Can Cilostazol Increase Heart Rate?
Yes, cilostazol can increase heart rate through its vasodilatory mechanism as a phosphodiesterase III inhibitor, and this effect has been documented in clinical studies, particularly in patients with bradyarrhythmias.
Mechanism of Heart Rate Effects
Cilostazol increases intracellular cyclic AMP (cAMP) through PDE III inhibition, which produces vasodilatory effects that can reflexively increase heart rate 1.
The drug has been specifically used in bradyarrhythmic patients to therapeutically increase heart rates, demonstrating its chronotropic properties 2.
Clinical Evidence of Heart Rate Increase
In patients with bradycardiac atrial fibrillation, cilostazol administration increased 24-hour total heartbeat counts from a mean of 69,685 (48 beats/min) to 87,352 (60 beats/min), representing a clinically significant increase in heart rate 3.
The heart rate increase appears to be mediated by improved conductivity in the atrioventricular node and increased coronary blood supply from vessel dilation 3.
Cardiovascular Side Effects Profile
Palpitations are listed as one of the most common cardiovascular side effects of cilostazol, along with dizziness, which are consistent with its heart rate-increasing effects 4, 1.
Approximately 20% of patients discontinue cilostazol within the first 3 months due to side effects, including cardiovascular effects such as palpitations 1, 5.

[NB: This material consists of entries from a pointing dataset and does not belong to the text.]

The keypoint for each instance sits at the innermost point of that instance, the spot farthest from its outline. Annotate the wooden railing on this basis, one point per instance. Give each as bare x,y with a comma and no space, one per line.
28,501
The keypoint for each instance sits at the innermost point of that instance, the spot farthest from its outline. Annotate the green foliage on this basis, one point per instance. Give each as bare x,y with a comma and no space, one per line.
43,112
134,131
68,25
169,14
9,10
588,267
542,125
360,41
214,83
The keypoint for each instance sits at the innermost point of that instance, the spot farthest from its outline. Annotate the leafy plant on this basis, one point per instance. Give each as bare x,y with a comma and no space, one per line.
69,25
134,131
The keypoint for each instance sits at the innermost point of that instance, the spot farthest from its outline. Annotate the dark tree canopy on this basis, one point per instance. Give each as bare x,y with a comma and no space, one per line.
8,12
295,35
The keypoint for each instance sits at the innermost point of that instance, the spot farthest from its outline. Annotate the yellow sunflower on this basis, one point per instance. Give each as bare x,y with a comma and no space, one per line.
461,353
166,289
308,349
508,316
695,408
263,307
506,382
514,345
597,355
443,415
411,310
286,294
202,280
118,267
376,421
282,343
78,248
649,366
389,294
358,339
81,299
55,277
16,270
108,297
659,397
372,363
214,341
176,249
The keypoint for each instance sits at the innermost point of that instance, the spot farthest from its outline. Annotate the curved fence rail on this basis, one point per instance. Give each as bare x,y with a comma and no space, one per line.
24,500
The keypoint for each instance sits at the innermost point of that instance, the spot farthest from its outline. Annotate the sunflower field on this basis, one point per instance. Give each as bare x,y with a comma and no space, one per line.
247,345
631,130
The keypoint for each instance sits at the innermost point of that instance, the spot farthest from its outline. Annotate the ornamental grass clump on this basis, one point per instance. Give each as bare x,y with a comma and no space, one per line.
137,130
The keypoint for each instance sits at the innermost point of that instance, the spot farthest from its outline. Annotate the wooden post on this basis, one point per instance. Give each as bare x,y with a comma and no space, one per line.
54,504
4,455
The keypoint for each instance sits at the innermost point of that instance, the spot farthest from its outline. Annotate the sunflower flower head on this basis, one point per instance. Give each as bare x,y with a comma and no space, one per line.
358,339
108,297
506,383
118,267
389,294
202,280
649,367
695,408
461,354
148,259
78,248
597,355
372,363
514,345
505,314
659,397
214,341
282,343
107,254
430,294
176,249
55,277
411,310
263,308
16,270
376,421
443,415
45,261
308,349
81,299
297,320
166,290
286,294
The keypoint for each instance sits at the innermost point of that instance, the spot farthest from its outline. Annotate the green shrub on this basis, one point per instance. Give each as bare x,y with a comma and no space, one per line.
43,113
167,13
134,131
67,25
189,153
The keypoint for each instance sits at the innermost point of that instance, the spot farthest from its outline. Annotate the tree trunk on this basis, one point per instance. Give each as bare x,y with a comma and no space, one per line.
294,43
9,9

Critical Safety Considerations in High-Risk Populations
Cilostazol is absolutely contraindicated in patients with heart failure of any severity due to increased risk of ventricular tachycardia and the class effect of PDE III inhibitors showing increased mortality in heart failure patients 6, 7.
The FDA has mandated a black-box warning prohibiting cilostazol use in patients with congestive heart failure of any severity 4, 7.
Despite concerns about PDE III inhibitors as a class, cilostazol has shown minimal increase in cardiac adverse events compared to placebo in patients without heart failure, with cardiovascular death occurring in 0.6% of cilostazol-treated patients versus 0.5% with placebo in over 2000 patients followed for up to 6 months 4.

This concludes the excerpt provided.